You mentioned that burnout can be sneaky—what are some of the concrete signs that an individual is suffering from it?  

Linda: It’s sneaky because all of the expectations these leaders have been able to navigate all of these expectations [in the past], and now, it feels heavier than before. [You might find yourself asking], “What am I supposed to do? Do I have what it takes?” 

Brian: The signs [of burnout] are hard to measure. They [can show up as] increasing anxiety, which can impact your appetite, your mood swings, how much you sleep or don’t sleep, your interpersonal interactions, your emotional reactivity. Some people say, “I just can’t keep up in the same way.” There’s a loss of patience, diminishing comprehension.  

Linda: Fatigue is a big one. There have been people that have reported falling asleep in their meetings, in their offices. Because physical pain and emotional pain are registered in the same place in the human brain, people often just say, “I need a little bit more sleep.” [But] maybe you need to take the edge off of the emotional weight that you are carrying, because it is coming out as fatigue in your body.
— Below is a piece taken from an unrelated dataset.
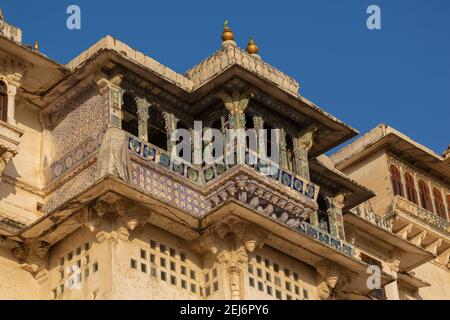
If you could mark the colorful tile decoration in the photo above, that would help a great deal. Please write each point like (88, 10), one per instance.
(183, 197)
It is coming out as feeling like you don’t know how to answer questions, feeling that you’re not making sense. 

Brian: People often misinterpret those signs of burnout as a stress that’s coming from the outside. It’s actually our bodies, our hearts and our minds reminding us that we may be out of calibration with how we think we’re doing in navigating the stress threat and negativity in life. And it’s those signs that we’re experiencing, but often ignoring, that are pointing to burnout, and then when we do finally pay attention to them, that they may be so exponentially great that we may feel helpless to even combat one of the several symptoms.  

Those are pretty significant symptoms, and I imagine that they take time to rectify. What are the first steps that anyone reading can take to recalibrate that internal environment? 

Brian: The first thing that we recommend is that the individual starts with themselves, because usually executives will come to the table with a lot of reasons of why they’re so stressed and they’re on the edge of burnout. We’re asking them to do some introspection and reflection right away: “How am I doing?”  

The power of naming the [cause of the] stress or the negativity can often be a great neutralizer and [reveal] how much of a threat those outside forces are. Start with yourself,  name your need, and then add some concrete steps of what you are in control of to make some of the small, incremental changes. 

Linda: We will often say, “pick one step.” Do you want to start with your diet? Do you want to start with your exercise? Do you want to start with your sleep? If you try to boil the ocean and do everything at once, New Year’s resolution [statistics] say that we won’t accomplish those things. Pick one, try it, practice it, and when you can incorporate one into your new lifestyle or new way of being, then add another.  

Brian: I find that executives love to see outcomes and progress, and by starting with themselves, they begin to get some resilience and inner strength through this process that can then transfer to their teams.